The Awkward Squad: New Labour and the Rank and File

Submitted by on 6 February, 2004 - 12:00

a Socialist Worker pamphlet by Martin Smith

This pamphlet is a propaganda exercise. There is nothing wrong with that in itself. However, it also claims to provide an analysis of the Labour Party, the trade union bureaucracy, the Broad Lefts and members of the "awkward squad." It does not do any of that very well, relying on crass comments such as "bright flashes of a new mood" and "the gaps between the explosions are becoming shorter".

On, for example, why the trade unions did not challenge Blair on the war at Labour Party conference, no real answer is given. There is no attempt to relate popular movements against the war and against capitalism to the fights in the trade unions, other than an appeal for trade unionists to be more like Stop The War activists!

The most inaccurate and misleading section of the pamphlet is on "The Rank and File". I was unconvinced by the arguments in this section and take particular exception to the twisting of the truth in the descriptions of the union I do know about, the CWU.

The power of the London Division of the CWU Postal section has nothing to do with the SWP's paper Post Worker. And anyway the most interesting questions are not how many Post Workers were sold during the recent unofficial action, but what was gained by postal workers in that dispute and why we seem to be further from an organised left in the CWU after it than before?

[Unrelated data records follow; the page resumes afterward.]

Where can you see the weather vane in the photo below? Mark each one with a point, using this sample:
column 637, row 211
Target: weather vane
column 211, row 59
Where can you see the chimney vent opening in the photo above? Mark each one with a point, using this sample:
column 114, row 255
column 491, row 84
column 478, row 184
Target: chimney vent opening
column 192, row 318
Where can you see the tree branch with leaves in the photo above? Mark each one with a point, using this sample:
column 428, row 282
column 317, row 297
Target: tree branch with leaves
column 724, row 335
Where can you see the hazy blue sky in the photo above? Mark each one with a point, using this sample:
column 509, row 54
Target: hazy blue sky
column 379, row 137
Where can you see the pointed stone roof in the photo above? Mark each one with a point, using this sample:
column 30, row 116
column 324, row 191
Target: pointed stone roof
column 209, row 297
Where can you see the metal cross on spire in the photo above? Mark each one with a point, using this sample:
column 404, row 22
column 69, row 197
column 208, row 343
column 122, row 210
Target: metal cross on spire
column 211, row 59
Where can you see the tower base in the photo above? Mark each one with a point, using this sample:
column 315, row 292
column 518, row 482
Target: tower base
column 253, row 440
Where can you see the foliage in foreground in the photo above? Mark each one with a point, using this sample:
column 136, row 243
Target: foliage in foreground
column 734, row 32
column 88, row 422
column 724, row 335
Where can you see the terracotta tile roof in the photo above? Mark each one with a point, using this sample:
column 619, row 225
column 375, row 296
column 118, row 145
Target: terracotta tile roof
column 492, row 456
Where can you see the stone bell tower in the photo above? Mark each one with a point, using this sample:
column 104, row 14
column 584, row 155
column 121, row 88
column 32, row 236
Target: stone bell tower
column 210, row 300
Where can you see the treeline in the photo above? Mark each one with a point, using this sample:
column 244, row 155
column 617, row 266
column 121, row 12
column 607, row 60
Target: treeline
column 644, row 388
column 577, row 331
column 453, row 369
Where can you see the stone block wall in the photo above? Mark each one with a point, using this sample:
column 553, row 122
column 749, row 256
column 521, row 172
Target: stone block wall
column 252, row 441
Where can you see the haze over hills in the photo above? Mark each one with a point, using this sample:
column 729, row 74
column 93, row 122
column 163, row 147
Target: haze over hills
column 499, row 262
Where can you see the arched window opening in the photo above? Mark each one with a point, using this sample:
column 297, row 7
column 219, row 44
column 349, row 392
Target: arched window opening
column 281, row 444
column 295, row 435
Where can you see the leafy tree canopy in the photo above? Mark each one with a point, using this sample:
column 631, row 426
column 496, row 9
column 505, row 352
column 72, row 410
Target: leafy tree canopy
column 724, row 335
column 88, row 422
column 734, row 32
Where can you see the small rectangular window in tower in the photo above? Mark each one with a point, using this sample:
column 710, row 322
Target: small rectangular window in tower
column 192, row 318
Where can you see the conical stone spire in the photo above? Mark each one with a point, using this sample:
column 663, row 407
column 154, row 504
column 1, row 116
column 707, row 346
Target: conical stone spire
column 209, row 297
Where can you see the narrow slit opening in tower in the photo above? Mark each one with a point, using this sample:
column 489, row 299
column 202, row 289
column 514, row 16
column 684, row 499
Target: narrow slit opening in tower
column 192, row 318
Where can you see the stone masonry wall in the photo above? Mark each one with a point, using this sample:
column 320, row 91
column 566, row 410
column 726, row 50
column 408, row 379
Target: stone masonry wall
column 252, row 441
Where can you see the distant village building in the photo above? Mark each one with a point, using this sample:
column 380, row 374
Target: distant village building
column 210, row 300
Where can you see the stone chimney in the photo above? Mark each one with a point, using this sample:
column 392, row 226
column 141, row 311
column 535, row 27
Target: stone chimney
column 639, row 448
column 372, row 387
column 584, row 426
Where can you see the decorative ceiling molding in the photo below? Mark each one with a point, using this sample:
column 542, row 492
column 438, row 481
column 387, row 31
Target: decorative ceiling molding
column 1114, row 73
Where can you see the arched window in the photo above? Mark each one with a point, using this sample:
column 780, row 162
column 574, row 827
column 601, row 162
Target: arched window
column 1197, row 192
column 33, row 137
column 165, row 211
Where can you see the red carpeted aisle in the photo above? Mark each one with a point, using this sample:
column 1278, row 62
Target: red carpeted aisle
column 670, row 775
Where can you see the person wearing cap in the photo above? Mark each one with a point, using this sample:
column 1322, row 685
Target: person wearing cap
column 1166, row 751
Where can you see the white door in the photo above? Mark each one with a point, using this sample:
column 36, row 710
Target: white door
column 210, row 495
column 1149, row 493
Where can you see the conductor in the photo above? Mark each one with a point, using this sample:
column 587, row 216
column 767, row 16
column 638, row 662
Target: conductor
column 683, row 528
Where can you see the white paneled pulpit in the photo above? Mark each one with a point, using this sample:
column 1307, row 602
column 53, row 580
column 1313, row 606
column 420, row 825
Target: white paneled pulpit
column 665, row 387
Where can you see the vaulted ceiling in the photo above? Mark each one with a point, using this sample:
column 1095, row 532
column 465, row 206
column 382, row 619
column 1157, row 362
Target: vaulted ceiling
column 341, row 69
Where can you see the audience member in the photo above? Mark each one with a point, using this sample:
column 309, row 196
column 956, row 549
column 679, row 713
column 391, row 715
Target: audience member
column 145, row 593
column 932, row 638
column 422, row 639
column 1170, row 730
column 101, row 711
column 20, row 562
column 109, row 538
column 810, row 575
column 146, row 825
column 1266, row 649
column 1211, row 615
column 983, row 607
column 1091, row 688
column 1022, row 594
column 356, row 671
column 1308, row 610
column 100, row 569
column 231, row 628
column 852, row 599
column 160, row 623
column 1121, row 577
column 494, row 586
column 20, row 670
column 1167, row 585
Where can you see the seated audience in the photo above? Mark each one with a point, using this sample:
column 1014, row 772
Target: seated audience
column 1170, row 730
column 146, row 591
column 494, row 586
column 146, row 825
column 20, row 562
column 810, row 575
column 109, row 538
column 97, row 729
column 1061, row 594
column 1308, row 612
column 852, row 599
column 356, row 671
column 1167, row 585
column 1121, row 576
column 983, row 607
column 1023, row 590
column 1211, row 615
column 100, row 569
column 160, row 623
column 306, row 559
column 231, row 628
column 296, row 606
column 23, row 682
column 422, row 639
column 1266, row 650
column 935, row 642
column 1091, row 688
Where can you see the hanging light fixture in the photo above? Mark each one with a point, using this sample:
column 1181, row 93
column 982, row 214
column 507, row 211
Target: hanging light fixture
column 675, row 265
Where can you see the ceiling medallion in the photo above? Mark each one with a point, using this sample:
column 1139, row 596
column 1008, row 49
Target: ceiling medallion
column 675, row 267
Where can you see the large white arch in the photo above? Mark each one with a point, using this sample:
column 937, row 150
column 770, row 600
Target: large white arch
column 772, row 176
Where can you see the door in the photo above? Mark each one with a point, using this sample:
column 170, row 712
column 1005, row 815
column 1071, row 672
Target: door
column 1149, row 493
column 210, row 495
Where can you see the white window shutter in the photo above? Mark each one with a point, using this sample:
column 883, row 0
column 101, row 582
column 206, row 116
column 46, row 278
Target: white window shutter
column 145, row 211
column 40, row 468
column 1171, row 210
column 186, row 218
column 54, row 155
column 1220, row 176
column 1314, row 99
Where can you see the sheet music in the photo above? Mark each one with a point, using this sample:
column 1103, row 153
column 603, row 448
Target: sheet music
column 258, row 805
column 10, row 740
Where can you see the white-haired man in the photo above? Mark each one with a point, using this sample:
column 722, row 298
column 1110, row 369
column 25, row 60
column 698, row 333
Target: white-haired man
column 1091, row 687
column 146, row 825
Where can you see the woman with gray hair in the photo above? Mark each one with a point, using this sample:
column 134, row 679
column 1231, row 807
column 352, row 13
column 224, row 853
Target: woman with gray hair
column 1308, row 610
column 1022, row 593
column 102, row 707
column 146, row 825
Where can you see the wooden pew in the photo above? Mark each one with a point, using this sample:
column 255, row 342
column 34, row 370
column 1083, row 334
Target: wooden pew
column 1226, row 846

Many of the comments on the telecom-dominated CWU Broad Left are just plain wrong. The criticisms miss the target. The major BT job losses took place whilst the right was still in power on the Executive, and there was a "cut hours not jobs" campaign run by the CWU BL at the time. There are many other criticisms that could and should be made of the record of the Broad Lefts: why pick one that is not true?